Angel grinders to cut wire is the only way to go, but make sure you wear eye protection. Almost all of our tools these days are cordless, and the cordless grinder was the BEST addition in a long long time. Second best is a 6" cordless circular saw. It is light weight and has amazing torque to it. It doesn't rip 2x stock very well but does awesome on the crosscuts and cutting plywood. I have gradually made friends with the table saw but spent many hours with a radial arm saw first. But like @greybeard said, radial arm saws may crosscut but their ripping abilities are a tad cumbersome; hence the reason I learned to use the table saw. Respect....lots of it. 

I wish you lived closer....I could do the wood stuff and you teach me to weld.


----------



## AClark (Aug 10, 2016)

That is really neat, I like that it's portable. Ours is portable, but it's too heavy for me to lift by myself. We end up doing most projects in the garage anyway. How long did it take you to make all of that? Heck, if you put bigger wheels on it, you could even drag it out for field application to build on site rather than dragging material from one side of Gods green earth to the other. 

I'm stalled on it for now, he thinks we can make it fit 3 cages instead of the 2 I planned on, but is still at work so I will wait to fire on that until he determines that. It would work out better for me that way to have an extra for a grow out! The Army and it's long hours are getting in the way of our hobby projects, lol.


----------



## AClark (Aug 10, 2016)

That's exactly what we have, same brand as everything else so the batteries are interchangeable. Hubby bought the whole set, a reciprocal saw, angle grinder, circular saw, drill, and a little impact drill thing all together a long time back. I think the only thing I used the angle grinder for (battery operated) was to rip through a T post, and boy it will do it with a full charged battery.


----------



## babsbag (Aug 10, 2016)

Ours are all Makitas and we always buy the same brand so the batteries and chargers work.  My next addition will be an angle drill.   I have corded tools too, just in case but other than the corded circular saw I seldom use them. I had to build a sloped floor in the dairy and needed to rip some 2x4's for bracing under a sloped drain and the battery one just couldn't rip 12' of 2x4. I didn't want to use the table saw as the boards went for 3" to 0" in 12' so I freehanded it with the circular saw; easier to get that angled cut.


----------



## greybeard (Aug 11, 2016)

babsbag said:


> Ours are all Makitas and we always buy the same brand so the batteries and chargers work.  My next addition will be an angle drill.   I have corded tools too, just in case but other than the corded circular saw I seldom use them. I had to build a sloped floor in the dairy and needed to rip some 2x4's for bracing under a sloped drain and the battery one just couldn't rip 12' of 2x4. I didn't want to use the table saw as the boards went for 3" to 0" in 12' so I freehanded it with the circular saw; easier to get that angled cut.

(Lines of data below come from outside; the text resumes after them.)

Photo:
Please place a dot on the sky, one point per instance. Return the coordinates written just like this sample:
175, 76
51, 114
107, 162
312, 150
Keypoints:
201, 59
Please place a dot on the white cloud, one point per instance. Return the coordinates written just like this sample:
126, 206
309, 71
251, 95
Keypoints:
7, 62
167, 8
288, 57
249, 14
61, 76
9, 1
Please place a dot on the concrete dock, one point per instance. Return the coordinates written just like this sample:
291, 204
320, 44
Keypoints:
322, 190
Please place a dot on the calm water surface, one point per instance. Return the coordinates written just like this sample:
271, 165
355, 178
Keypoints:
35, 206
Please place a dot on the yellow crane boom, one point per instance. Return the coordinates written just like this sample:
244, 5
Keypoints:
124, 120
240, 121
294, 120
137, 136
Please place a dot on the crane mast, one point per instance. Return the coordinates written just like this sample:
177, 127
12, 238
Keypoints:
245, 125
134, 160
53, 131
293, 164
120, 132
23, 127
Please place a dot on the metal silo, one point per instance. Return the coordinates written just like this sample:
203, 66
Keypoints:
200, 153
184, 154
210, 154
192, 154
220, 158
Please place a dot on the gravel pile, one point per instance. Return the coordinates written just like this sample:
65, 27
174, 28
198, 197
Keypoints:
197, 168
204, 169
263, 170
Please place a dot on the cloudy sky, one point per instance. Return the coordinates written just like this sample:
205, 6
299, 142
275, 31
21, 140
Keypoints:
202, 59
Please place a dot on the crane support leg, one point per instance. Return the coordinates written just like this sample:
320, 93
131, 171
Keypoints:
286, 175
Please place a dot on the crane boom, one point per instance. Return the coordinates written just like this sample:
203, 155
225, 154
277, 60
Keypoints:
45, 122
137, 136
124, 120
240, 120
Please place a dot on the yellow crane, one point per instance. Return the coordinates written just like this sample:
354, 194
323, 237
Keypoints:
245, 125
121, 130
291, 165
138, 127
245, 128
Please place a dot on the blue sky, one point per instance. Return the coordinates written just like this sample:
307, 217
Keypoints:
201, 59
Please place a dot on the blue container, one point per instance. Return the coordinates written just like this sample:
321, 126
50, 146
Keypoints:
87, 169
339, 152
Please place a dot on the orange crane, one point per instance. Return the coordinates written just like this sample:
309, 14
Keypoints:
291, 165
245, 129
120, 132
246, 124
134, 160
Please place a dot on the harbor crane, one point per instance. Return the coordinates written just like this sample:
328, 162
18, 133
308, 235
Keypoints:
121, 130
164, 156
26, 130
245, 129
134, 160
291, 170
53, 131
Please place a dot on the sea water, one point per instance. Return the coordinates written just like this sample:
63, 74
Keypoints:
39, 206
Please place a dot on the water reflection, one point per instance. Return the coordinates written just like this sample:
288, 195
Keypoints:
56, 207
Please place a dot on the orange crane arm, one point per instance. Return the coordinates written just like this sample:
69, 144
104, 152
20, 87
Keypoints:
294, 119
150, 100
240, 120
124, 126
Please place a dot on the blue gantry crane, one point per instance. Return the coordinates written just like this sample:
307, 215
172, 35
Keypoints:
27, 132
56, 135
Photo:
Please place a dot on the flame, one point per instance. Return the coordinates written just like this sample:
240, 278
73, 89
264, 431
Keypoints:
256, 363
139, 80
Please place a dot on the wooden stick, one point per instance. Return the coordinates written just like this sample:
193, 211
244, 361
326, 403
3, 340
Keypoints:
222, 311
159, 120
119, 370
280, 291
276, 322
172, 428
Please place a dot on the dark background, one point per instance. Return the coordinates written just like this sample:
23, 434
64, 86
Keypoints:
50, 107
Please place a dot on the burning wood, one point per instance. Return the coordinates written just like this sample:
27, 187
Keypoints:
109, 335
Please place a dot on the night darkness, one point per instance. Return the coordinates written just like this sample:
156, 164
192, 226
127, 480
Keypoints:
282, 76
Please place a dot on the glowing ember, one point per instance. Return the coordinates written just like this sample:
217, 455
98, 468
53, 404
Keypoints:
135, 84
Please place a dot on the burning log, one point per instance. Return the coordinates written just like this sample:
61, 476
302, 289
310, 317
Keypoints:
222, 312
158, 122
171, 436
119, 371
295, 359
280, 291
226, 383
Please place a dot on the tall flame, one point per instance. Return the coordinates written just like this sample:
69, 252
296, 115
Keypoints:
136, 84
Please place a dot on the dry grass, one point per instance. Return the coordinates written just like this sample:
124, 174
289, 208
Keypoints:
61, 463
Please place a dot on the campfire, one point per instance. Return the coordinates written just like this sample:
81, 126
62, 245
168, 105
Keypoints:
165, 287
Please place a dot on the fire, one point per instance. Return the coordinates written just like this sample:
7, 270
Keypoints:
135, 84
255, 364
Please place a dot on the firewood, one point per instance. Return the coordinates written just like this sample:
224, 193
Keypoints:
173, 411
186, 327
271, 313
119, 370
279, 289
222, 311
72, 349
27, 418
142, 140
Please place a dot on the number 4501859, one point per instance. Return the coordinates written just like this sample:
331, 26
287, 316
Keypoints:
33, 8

That would be a 1.193° angle. Angle fences are usually calibrated in 2°.  Set your adjustable fence at 2° and I bet it would be close enough.


----------



## babsbag (Aug 11, 2016)

If there is an angle fence in my DH's shed I have never seen it. He buys the tools and then I end up learning how to use them. Now I have to go in search of this adjustable fence, that would be so handy to have on hand. I didn't know there was such a thing.


----------



## AClark (Aug 11, 2016)

So what exactly does that do? Is it like a protractor that measures the angle? I looked at pictures but I don't get it (but I know we have one now, lol). 

Makita's are nice. We have some corded tools but those are mostly mine - when hubby and I got married, he had all kinds of wood/household tools, and I had a huge toolbox full of automotive goodies. So between us, we have one of pretty much everything. Except a kreg jig, those are too expensive for me to justify.


----------



## babsbag (Aug 11, 2016)

I bought a Kreg jig for pocket holes as I was going to build a curio cabinet. Now to find the time to do that. 

The adjustable rip fence would allow you to rip boards with an angle. So lets say your nesting boxes wanted a nice sloped side you could figure out that angle and set the fence accordingly and rip them all to match.  I understand the concept but have never seen one in person but it would be a great thing to add to my arsenal. I always do angled cuts with the circular saw. Now that have all of my sloped floors done I find out about this accessory.


----------



## AClark (Aug 11, 2016)

Oh cool, I did an angle on my boxes, but I had it drawn out and ripped it out with a circular saw. Not as easy since I realized after the first long cut at an angle that I had to re-approach from the side because circular saws don't turn! I think a jigsaw might have been a good investment for this kind of thing! Those things are pretty awesome.


----------